The Forward reported this month that presidential candidates and major Muslim American organizations were keeping each other at arms’ length. Today, The Washington Post says questions about Islam keep dogging Barack Obama, who, in fact, is a member of an ultra-liberal Christian church.
In his speeches and often on the Internet, the part of Sen. Barack Obama’s biography that gets the most attention is not his race but his connections to the Muslim world.
Since declaring his candidacy for president in February, Obama, a member of a congregation of the United Church of Christ in Chicago, has had to address assertions that he is a Muslim or that he had received training in Islam in Indonesia, where he lived from ages 6 to 10. While his father was an atheist and his mother did not practice religion, Obama’s stepfather did occasionally attend services at a mosque there.
Despite his denials, rumors and e-mails circulating on the Internet continue to allege that Obama (D-Ill.) is a Muslim, a “Muslim plant” in a conspiracy against America, and that, if elected president, he would take the oath of office using a Koran, rather than a Bible, as did Rep. Keith Ellison (D-Minn.), the only Muslim in Congress, when he was sworn in earlier this year.
In campaign appearances, Obama regularly mentions his time living and attending school in Indonesia, and the fact that his paternal grandfather, a Kenyan farmer, was a Muslim. Obama invokes these facts as part of his case that he is prepared to handle foreign policy, despite having been in the Senate for only three years, and that he would literally bring a new face to parts of the world where the United States is not popular.

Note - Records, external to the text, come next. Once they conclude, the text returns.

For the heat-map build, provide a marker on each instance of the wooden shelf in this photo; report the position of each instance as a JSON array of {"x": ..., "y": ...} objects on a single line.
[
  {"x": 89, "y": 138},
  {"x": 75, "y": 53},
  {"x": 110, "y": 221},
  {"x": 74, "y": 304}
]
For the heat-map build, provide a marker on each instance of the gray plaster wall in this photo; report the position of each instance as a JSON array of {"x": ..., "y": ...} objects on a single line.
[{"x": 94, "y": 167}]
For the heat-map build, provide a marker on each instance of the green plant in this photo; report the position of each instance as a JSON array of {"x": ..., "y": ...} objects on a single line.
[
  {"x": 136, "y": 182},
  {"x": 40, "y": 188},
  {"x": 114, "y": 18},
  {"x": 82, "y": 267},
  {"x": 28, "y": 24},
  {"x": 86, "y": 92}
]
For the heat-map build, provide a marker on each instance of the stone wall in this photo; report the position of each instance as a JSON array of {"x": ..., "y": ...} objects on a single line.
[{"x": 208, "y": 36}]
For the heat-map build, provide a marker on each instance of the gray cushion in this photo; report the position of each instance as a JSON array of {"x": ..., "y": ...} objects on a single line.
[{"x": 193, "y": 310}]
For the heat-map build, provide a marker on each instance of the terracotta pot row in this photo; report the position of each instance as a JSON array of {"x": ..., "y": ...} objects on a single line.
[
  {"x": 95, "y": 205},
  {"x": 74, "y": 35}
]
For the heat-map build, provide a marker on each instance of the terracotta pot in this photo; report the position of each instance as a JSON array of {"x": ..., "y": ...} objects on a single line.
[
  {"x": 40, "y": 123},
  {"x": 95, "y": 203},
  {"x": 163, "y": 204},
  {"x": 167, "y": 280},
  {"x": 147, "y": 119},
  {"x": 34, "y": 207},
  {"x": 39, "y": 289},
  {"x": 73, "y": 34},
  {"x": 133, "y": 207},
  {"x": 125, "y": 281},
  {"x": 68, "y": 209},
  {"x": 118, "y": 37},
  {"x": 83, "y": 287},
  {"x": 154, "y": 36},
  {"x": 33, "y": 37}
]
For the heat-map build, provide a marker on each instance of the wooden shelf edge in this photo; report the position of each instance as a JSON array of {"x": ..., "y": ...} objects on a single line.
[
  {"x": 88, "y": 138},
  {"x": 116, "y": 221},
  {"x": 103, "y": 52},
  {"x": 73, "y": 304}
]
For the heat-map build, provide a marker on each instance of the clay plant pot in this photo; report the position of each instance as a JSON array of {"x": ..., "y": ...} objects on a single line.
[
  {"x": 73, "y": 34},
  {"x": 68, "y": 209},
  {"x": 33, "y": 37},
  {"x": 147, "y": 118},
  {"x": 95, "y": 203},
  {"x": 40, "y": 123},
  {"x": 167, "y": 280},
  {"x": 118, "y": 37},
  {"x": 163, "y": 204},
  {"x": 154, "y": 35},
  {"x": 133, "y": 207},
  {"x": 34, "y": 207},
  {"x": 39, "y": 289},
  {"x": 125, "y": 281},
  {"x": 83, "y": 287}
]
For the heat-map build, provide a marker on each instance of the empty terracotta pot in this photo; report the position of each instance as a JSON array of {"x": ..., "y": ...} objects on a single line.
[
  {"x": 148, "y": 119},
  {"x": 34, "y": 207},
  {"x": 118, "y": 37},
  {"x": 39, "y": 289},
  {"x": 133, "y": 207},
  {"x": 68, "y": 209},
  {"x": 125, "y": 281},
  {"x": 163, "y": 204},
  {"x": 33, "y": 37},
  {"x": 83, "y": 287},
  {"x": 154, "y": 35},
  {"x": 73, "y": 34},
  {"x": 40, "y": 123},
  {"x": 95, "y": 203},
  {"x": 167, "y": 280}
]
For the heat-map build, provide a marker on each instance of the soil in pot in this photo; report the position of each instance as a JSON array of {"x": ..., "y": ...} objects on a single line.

The son of a white woman from Kansas and a black man from Kenya, Obama was born and spent much of his childhood in Hawaii, and he talks more about his multicultural background than he does about the possibility of being the first African American president, in marked contrast to Sen. Hillary Rodham Clinton (D-N.Y.), who mentions in most of her stump speeches the prospect of her becoming the first woman to serve as president.
“A lot of my knowledge about foreign affairs is not what I just studied in school. It’s actually having the knowledge of how ordinary people in these other countries live,” he said earlier this month in Clarion, Iowa.
“The day I’m inaugurated, I think this country looks at itself differently, but the world also looks at America differently,” he told another Iowa crowd. “Because I’ve got a grandmother who lives in a little village in Africa without running water or electricity; because I grew up for part of my formative years in Southeast Asia in the largest Muslim country on Earth.”
While considerable attention during the campaign has focused on the anti-Mormon feelings aroused by former Massachusetts governor Mitt Romney (R), polls have also shown rising hostility toward Muslims in politics. It is not clear whether that negative sentiment will affect someone who has lived in a Muslim country but does not practice Islam.